Volgens het verslag van de OESO-werkgroep blijft de opsporing van corruptie "laag en hebben de Portugese autoriteiten gevallen van omkoping door buitenlandse ambtenaren voortijdig geseponeerd" "zonder de desbetreffende beschuldigingen grondig en proactief te onderzoeken".

Volgens de conclusies van fase 4 van deze evaluatie is het aantal aanhangig gemaakte zaken aanzienlijk gestegen ten opzichte van de vorige fase.

Sinds het OESO-verdrag inzake corruptiebestrijding meer dan 20 jaar geleden in werking trad, heeft Portugal geen enkele veroordeling voor buitenlandse omkoping geregistreerd.

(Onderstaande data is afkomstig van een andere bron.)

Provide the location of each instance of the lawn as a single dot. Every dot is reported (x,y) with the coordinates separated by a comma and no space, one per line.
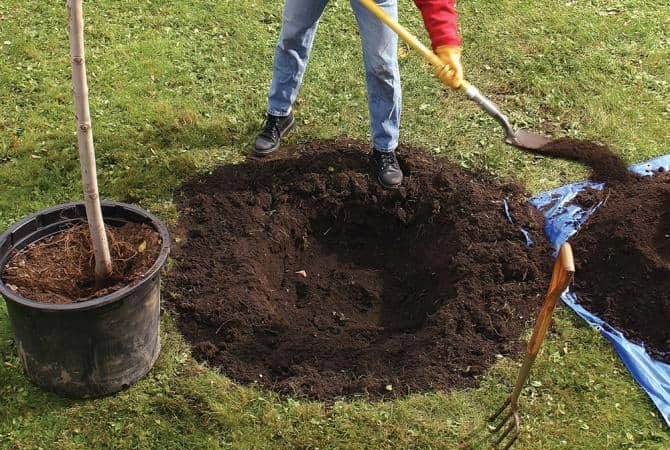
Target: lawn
(178,87)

"Ondanks recente hervormingen heeft Portugal de reeds lang bestaande bezorgdheid van de werkgroep over zijn juridisch kader niet weggenomen, en de sancties voor buitenlandse omkoping tegen natuurlijke en rechtspersonen lijken niet doeltreffend, evenredig of afschrikkend te zijn", aldus het document.

De OESO-werkgroep verwelkomt de inspanningen en maatregelen van Portugal om het verdrag uit te voeren, maar doet een reeks aanbevelingen om Portugal beter in staat te stellen corruptie door buitenlandse agenten te voorkomen en te bestrijden, namelijk om "zijn inspanningen op het gebied van bewustmaking en opleiding" inzake corruptie door buitenlandse agenten bij "alle relevante actoren in de openbare en de particuliere sector" voort te zetten.

Het OESO-rapport wijst echter op goede praktijken en positieve ontwikkelingen, zoals de aanneming van de nationale anticorruptiestrategie, de algemene regeling ter voorkoming van corruptie, de instelling van het nationale mechanisme ter bestrijding van corruptie en de wetgeving inzake de bescherming van klokkenluiders.

Het verslag prijst Portugal ook voor zijn bewustmakings- en opleidingsinspanningen in de openbare en de particuliere sector en het recente programma voor de aanwerving van personeel voor een loopbaan in het strafrechtelijk onderzoek en de forensische analyse bij de gerechtelijke politie.